Hawaiian hawks are found throughout the Hawaiian Islands. They are native to all of the main islands, including Kauai, Oahu, Molokai, Lanai, Maui, and the Island of Hawaii. They are also found on a number of smaller islands, including Niihau, Kahoolawe, and Lanai. Hawaiian hawks are non-migratory and do not travel outside of the Hawaiian Islands.

CONSERVATION STATUS

The conservation status of the Hawaiian hawk is considered “Near Threatened” by the International Union for Conservation of Nature (IUCN). This means that the species is at risk of becoming threatened with extinction in the near future.

The main threat to the Hawaiian hawk is habitat loss due to development and other human activities. It is also at risk of predation by non-native species, such as cats and rats, which have been introduced to the islands.

INTERESTING FACTS

1. Hawk species that is native to Hawaii

The Hawaiian hawk is a species of hawk that is native to the Hawaiian Islands. It is the only hawk species that is found exclusively in Hawaii and is an important part of the islands’ ecosystem.

2. They are monogamous

Hawaiian hawks are known to form monogamous pairs, which means that they mate with a single partner for life. This type of pair bonding is common among birds of prey, as it helps to ensure that the pair has a stable breeding relationship and that both parents are able to share the responsibilities of raising their young.
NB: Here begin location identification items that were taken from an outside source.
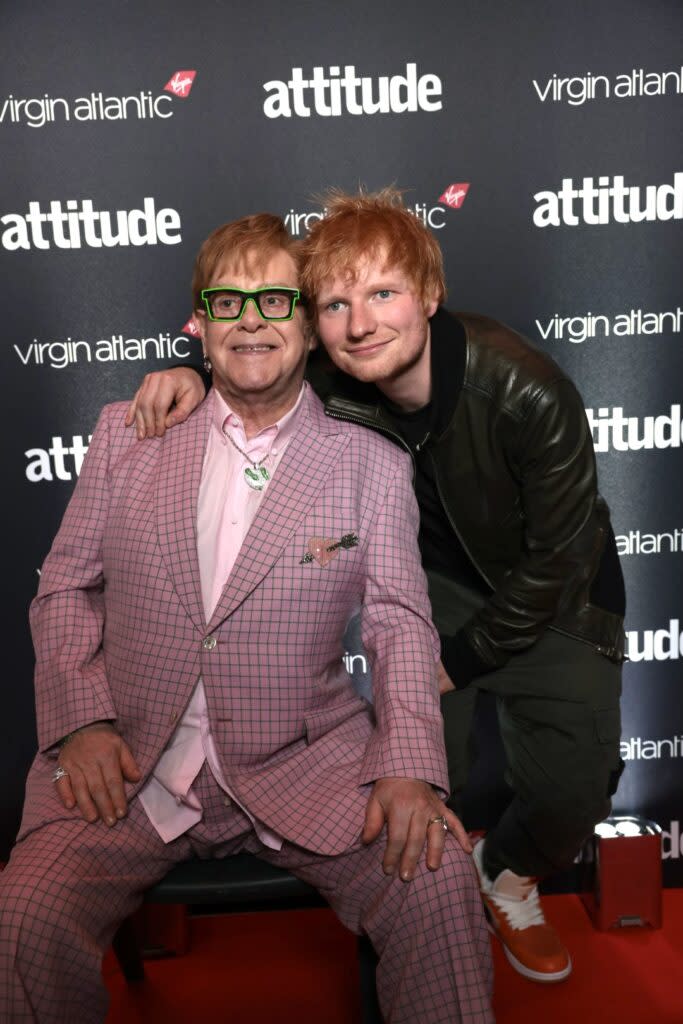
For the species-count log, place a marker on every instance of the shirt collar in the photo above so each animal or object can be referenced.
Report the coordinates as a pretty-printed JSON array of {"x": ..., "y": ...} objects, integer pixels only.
[{"x": 282, "y": 429}]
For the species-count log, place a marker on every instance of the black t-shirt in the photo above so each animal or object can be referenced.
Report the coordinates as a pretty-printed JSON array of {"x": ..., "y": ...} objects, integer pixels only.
[{"x": 439, "y": 545}]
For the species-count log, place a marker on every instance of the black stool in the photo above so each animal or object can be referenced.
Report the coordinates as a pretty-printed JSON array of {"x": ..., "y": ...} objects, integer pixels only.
[{"x": 240, "y": 884}]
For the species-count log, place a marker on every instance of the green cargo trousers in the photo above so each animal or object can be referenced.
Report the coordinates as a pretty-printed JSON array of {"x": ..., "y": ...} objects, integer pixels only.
[{"x": 559, "y": 718}]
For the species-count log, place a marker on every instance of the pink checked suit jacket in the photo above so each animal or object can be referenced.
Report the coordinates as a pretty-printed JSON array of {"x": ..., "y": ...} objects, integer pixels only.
[{"x": 120, "y": 634}]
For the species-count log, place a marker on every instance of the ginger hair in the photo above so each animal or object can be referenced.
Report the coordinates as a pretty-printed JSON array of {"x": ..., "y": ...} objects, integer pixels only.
[{"x": 370, "y": 225}]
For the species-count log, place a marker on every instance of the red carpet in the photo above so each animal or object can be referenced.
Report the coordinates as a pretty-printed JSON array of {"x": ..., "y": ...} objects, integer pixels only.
[{"x": 300, "y": 969}]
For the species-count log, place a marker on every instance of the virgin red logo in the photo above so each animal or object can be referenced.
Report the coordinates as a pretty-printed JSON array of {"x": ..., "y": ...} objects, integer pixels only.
[
  {"x": 180, "y": 84},
  {"x": 455, "y": 195}
]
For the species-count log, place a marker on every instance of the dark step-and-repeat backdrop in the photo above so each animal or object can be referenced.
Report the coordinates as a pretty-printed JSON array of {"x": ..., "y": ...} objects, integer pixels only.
[{"x": 540, "y": 141}]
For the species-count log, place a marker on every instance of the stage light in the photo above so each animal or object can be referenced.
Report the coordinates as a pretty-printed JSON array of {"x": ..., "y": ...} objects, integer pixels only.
[{"x": 622, "y": 885}]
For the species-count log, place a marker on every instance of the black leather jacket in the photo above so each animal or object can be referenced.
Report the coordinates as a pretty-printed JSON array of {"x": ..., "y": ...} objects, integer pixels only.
[{"x": 515, "y": 470}]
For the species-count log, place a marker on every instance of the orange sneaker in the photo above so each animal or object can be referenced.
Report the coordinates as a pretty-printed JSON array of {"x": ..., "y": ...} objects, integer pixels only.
[{"x": 515, "y": 915}]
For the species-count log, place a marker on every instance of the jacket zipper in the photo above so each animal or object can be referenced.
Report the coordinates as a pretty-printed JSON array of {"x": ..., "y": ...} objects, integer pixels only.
[{"x": 378, "y": 428}]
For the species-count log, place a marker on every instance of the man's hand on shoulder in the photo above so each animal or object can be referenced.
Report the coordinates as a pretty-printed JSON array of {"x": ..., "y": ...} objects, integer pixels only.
[
  {"x": 96, "y": 761},
  {"x": 410, "y": 808},
  {"x": 153, "y": 409}
]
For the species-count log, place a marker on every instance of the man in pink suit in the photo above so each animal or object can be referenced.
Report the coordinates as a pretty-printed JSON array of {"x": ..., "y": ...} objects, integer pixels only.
[{"x": 190, "y": 693}]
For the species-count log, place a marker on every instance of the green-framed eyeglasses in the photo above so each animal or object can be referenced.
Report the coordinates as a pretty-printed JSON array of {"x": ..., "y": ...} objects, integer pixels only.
[{"x": 226, "y": 303}]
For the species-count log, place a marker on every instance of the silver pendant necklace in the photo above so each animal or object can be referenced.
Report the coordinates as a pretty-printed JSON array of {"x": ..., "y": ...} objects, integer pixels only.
[{"x": 255, "y": 473}]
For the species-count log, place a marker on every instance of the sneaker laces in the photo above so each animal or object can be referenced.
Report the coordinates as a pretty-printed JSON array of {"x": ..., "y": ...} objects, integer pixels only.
[{"x": 522, "y": 911}]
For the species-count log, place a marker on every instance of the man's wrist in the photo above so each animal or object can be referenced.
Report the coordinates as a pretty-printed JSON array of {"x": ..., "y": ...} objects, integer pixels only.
[{"x": 70, "y": 735}]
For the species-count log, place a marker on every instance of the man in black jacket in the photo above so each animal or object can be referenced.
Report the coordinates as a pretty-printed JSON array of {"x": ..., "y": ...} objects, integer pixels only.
[{"x": 524, "y": 580}]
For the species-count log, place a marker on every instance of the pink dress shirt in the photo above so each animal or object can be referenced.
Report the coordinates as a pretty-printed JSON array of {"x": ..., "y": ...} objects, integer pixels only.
[{"x": 225, "y": 510}]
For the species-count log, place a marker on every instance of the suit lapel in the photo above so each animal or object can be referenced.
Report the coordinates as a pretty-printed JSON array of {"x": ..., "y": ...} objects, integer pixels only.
[
  {"x": 177, "y": 496},
  {"x": 310, "y": 456}
]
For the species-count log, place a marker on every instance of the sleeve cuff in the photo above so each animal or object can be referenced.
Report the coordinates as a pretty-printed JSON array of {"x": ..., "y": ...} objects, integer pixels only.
[{"x": 461, "y": 660}]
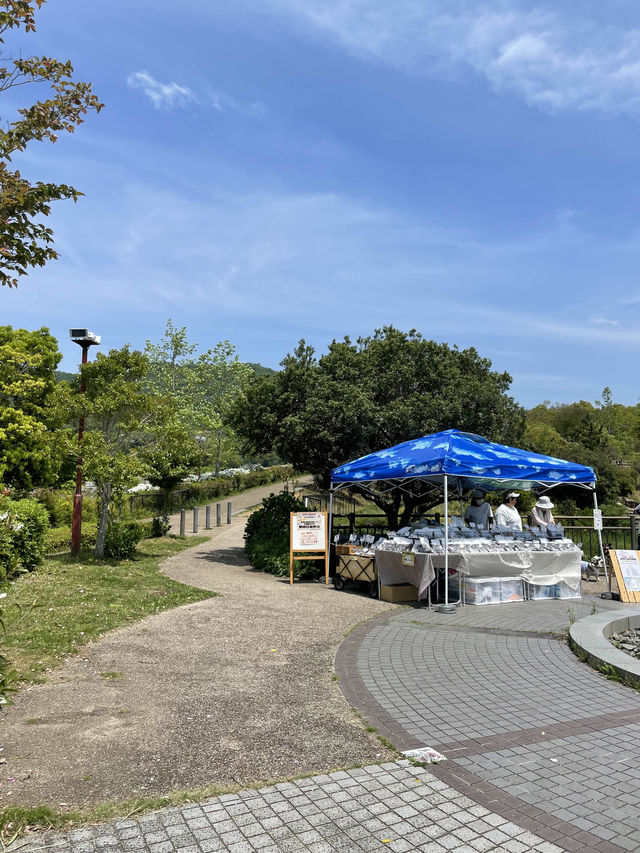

Monogamy can help to increase the chances of reproductive success for the pair, as both parents are able to devote time and energy to caring for their offspring.

3. Culturally significant to the Native Hawaiian people

Hawaiian hawks are culturally significant to the Native Hawaiian people, who consider the hawks to be aumakua, or ancestral spirits that protect and guide them. Hawaiian hawks are considered to be sacred and are often depicted in traditional Hawaiian art and folklore. They are also important cultural symbols in Hawaii and are revered as symbols of strength, power, and good fortune.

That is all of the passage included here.